The foregoing describes in detail an array antenna provided in the present disclosure. With respect to the implementation manners and the application scope, modifications may be made by a person of ordinary skill in the art according to the idea of the embodiments of the present disclosure. Therefore, this specification shall not be construed as a limitation on the present disclosure.

Claims

1. An array antenna, wherein the array antenna comprises at least one pair of interleaved transmit-receive (TR) antenna arrays in a continuous arraying direction, wherein the at least one pair of interleaved TR antenna arrays includes two adjacent TR antenna arrays comprising transmit antenna (TX) arrays and receive antenna (RX) arrays that are interleavingly disposed; wherein the array antenna comprises at least one row of interleaved TR antenna arrays in the continuous arraying direction, wherein the at least one row of interleaved TR antenna arrays comprises at least one pair of interleaved TR antenna arrays.

2. The array antenna according to claim 1, wherein when the array antenna comprises at least two rows of interleaved TR antenna arrays in the continuous arraying direction.

3. The array antenna according to claim 2, wherein arrangement manners for the at least two rows of interleaved TR antenna arrays are identical.

4. The array antenna according to claim 2, wherein arrangement manners for the at least two rows of interleaved TR antenna arrays are different.

5. The array antenna according to claim 1, wherein TR antenna arrays of the array antenna are arranged in an even arrangement manner.

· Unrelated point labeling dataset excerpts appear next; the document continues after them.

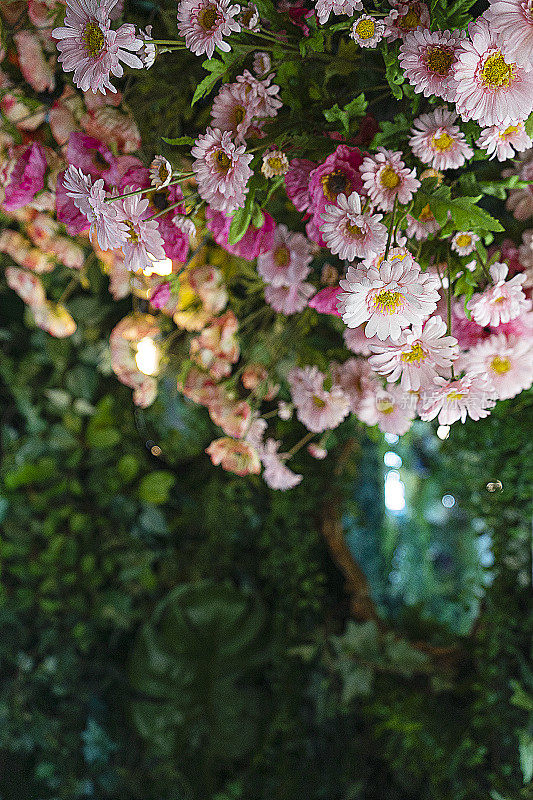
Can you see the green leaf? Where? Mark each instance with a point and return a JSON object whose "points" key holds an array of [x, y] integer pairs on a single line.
{"points": [[155, 487], [355, 108], [188, 140], [241, 220]]}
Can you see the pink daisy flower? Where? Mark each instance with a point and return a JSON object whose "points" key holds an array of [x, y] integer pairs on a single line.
{"points": [[276, 474], [204, 23], [512, 22], [289, 299], [260, 93], [450, 401], [388, 298], [489, 86], [392, 410], [235, 456], [297, 182], [316, 408], [89, 47], [418, 356], [221, 169], [501, 302], [506, 361], [326, 7], [357, 381], [106, 219], [288, 260], [386, 177], [428, 59], [464, 243], [338, 174], [367, 31], [144, 243], [437, 141], [503, 143], [233, 111], [349, 233]]}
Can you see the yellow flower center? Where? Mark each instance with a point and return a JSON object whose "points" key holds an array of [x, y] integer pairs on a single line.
{"points": [[222, 161], [500, 365], [318, 402], [426, 215], [463, 240], [365, 28], [384, 405], [439, 59], [416, 353], [276, 164], [207, 18], [354, 231], [496, 72], [442, 142], [387, 302], [93, 39], [509, 131], [334, 184], [389, 178], [282, 256]]}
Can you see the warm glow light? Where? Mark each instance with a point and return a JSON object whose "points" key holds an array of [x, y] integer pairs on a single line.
{"points": [[394, 491], [147, 356], [163, 267]]}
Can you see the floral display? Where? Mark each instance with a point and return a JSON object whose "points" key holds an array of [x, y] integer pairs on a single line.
{"points": [[345, 235]]}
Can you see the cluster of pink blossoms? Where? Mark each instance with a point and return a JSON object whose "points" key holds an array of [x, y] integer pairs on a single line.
{"points": [[413, 347]]}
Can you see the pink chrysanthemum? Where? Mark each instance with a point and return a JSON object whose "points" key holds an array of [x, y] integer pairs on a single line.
{"points": [[437, 141], [297, 182], [338, 174], [367, 31], [471, 396], [144, 243], [316, 408], [204, 23], [276, 474], [288, 260], [464, 243], [388, 298], [506, 361], [289, 299], [106, 219], [501, 302], [386, 177], [233, 111], [489, 86], [392, 410], [428, 58], [418, 356], [221, 169], [235, 456], [503, 143], [89, 47], [512, 22], [326, 7], [349, 233]]}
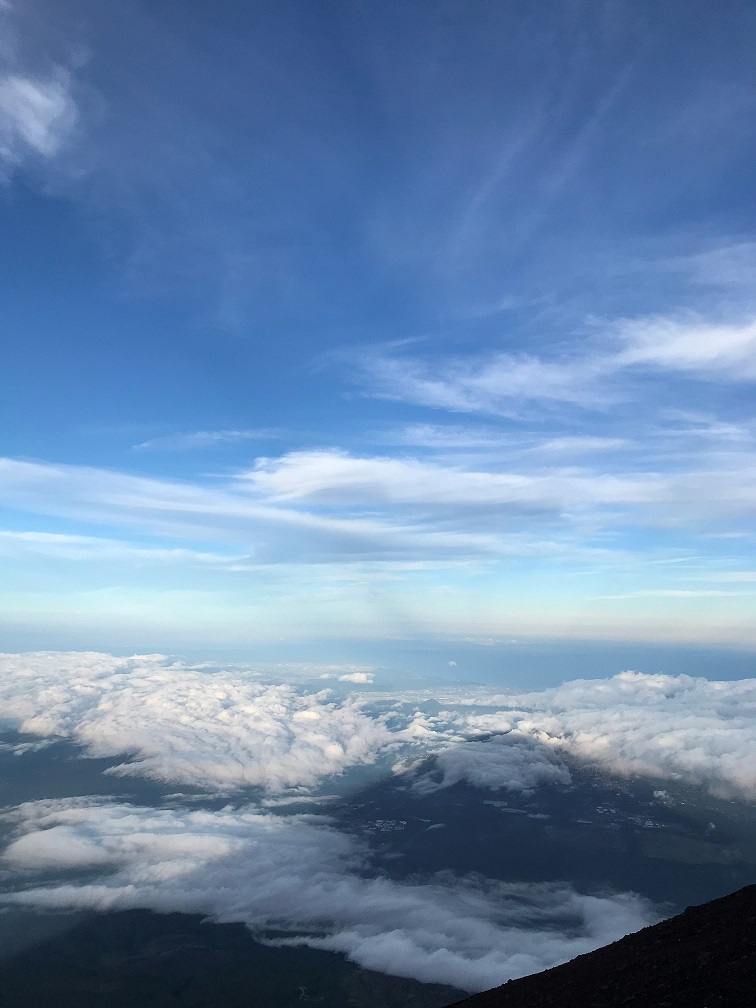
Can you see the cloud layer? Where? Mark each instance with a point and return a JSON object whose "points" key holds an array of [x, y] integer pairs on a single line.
{"points": [[229, 729], [187, 725], [663, 726], [296, 876]]}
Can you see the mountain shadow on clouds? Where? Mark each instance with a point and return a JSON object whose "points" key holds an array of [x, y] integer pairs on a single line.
{"points": [[670, 842], [137, 959]]}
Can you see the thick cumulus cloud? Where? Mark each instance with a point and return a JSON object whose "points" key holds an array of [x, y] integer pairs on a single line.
{"points": [[510, 762], [187, 725], [229, 729], [678, 727], [297, 876]]}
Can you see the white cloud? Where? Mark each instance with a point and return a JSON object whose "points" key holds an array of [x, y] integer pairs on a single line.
{"points": [[703, 349], [296, 875], [356, 677], [206, 439], [337, 478], [678, 727], [509, 762], [226, 729], [37, 115], [187, 725], [493, 384], [271, 532]]}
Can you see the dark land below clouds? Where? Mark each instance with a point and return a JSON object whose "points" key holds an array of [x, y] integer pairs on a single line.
{"points": [[703, 958]]}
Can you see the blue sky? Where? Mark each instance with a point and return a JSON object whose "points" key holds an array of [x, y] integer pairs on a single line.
{"points": [[348, 320]]}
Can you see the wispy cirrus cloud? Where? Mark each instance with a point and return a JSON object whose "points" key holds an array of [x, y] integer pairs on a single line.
{"points": [[202, 439], [709, 351], [505, 384], [38, 111]]}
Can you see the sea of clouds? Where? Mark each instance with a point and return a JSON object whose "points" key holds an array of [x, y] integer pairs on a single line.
{"points": [[258, 742]]}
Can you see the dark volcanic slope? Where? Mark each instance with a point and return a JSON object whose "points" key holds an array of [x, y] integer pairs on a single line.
{"points": [[705, 958]]}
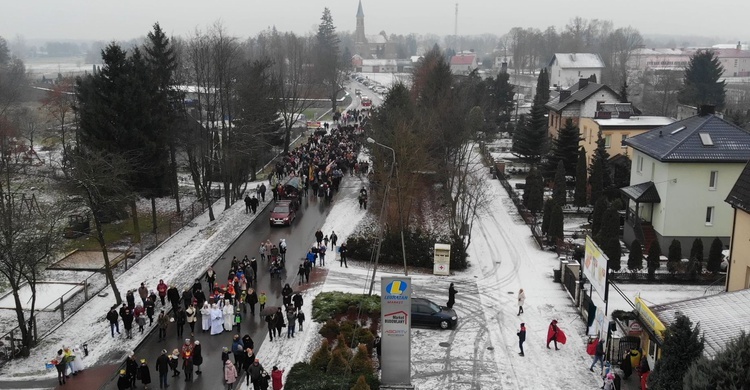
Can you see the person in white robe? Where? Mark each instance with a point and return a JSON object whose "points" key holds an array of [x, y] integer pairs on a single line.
{"points": [[228, 316], [217, 320], [206, 317]]}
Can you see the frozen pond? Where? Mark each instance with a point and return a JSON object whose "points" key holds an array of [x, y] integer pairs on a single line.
{"points": [[47, 293]]}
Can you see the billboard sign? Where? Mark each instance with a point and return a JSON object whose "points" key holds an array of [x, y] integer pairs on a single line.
{"points": [[595, 267], [395, 327], [442, 258]]}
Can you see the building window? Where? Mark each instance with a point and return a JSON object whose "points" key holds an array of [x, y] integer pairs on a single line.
{"points": [[713, 180]]}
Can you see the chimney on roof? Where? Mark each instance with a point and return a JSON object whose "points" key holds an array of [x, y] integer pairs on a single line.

6. The array antenna according to claim 1, wherein in a discontinuous arraying direction of the array antenna, a quantity of TR antenna arrays changes in an ascending order from an outermost column of TR antenna arrays to a middle column of TR antenna arrays, so that the array antenna takes on tapered distribution.

7. The array antenna according to claim 6, wherein the array antenna comprises at least one row of TR antenna arrays irregularly aligned with an adjacent row of TR antenna arrays.